Today is Pentecost at my church, as it is in most of Christendom that still follows a liturgical calendar.   The rhythms of the 'church year', with its seasons, commemoration of past saints and various festivals is, indeed, part of Christianity.  In Wesley's always-useful metaphor, they are aspects of tradition, which is one 'leg' of the chair that upholds faith and practice in Methodism.

It is also the first Sunday since the Fresno Teachers Association's Bargaining Team reached a Tentative Agreement (TA) with our employer (Fresno Unified School District).   It is the first Sunday since an effort that began over a year ago to obtain a fair contract from administration, one that honored teacher time, provided a modest boost in salary and restored the value of our underfunded health benefits.  As the acting record-keeper of FTA's team, I took more than 160 pages of notes in 10-point Calibri, to the tune of over 50,000 words of abbreviated and often cryptic remarks about over 200 hours of meetings.

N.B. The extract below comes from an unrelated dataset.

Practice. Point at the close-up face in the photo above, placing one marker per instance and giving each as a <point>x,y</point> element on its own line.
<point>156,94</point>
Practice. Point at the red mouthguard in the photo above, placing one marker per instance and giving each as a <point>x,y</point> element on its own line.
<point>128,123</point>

I say that not to brag, but just to point out how involving and dense the assignment has been.   From the very beginning, I knew that it would be huge amounts of additional work for which I would never receive any real additional compensation.   I would do it because I know that it would help me to the same extent that it would help the rest of my colleagues individually, and because collectively it would have a very positive impact not only on the teaching profession in the San Joaquin Valley, but on many other employees of Fresno Unified represented by other collective bargaining units.   These units typically have parity clauses in their contracts, sometimes called 'me-too' clauses, that guarantee that whatever basic terms are agreed to by FTA with the district on salary and benefits would apply to the other units as well.    So it's not just teachers that stand to gain from a fair contract:  custodians, bus drivers, cafeteria workers and so forth would all tend to do better.

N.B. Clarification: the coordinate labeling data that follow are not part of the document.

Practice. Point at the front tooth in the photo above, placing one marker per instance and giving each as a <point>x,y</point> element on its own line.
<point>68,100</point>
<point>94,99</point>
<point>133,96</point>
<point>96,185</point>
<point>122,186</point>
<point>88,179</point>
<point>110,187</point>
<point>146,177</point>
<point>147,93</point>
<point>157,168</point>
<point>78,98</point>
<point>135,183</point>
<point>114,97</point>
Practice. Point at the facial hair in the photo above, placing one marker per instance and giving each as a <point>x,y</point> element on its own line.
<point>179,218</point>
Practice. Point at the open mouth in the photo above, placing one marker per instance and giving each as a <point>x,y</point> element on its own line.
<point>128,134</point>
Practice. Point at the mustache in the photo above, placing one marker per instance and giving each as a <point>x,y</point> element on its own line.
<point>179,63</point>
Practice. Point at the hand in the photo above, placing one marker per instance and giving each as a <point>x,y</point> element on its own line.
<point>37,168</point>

That, in turn, transfers millions of dollars from the public agency that employs us into the local economy.   Families of teachers and other district employees have more money to make their bills, better health benefits to cover the unpredictable challenges, and greater ability to demonstrate income to realtors and bankers.  Because of this deal, there will now be more district employees who will now be able to get a mortgage, settle in the communities they serve and start raising families of their own.   The monies they spend  will stimulate the local economy, encouraging businesses to create more jobs and augmenting the tax base that helps feed local government, including Fresno Unified.   This is a big win not just for teachers, but for the Fresno community, that the largest employer in the county is poised to offer its employees substantially-improved wages and health benefits.

Has all my work been worth it?   Yes.   But is the work over?   Not quite.  The Association's Rep Council must approve sending it to our membership for an up-or-down vote (ratification).   The Rep Council meets on Monday.   If the TA is approved by the Rep Council, it goes to our members on Friday, June 13th.   In two sessions on that date, teachers by the thousands will be asked to approve the agreement.   At that moment, I will finally be able to breathe easier about the 362 days I spent on the Negotiating Team.   I will know that while it is not a perfect agreement, it was almost certainly the best deal that could be obtained at this time.   Since I am also on the FTA's Executive Board for another year, I will work in that role to help implement and monitor the terms of the new contract.   And, behind the scenes, I am going to work to improve the often-fractious and polarized governance of the Association.

At some point, one hopes, the fire that has burned inside and sustained this journey will be extinguished, and I can turn my attention to other interests.   But the fire has burned long and hard, and has left its mark on me. If I feel some satisfaction on the outcome, I also feel a little wounded on the inside.   It is hard to turn off the often-adversarial nature of the process, to quit running potentially-confrontational scenarios in my head when I'm trying to go to sleep at night, to suppress---again and again---the very real worry that all of my FTA work has left too little time for family, too little time for friendship, too little time for my church and my music and my students.   A price had to be paid to get this agreement.   So, today, on Pentecost, I will pray for another kind of fire:  the movement of the Spirit, to convict me of my shortcomings, purify my motives and prompt my future actions.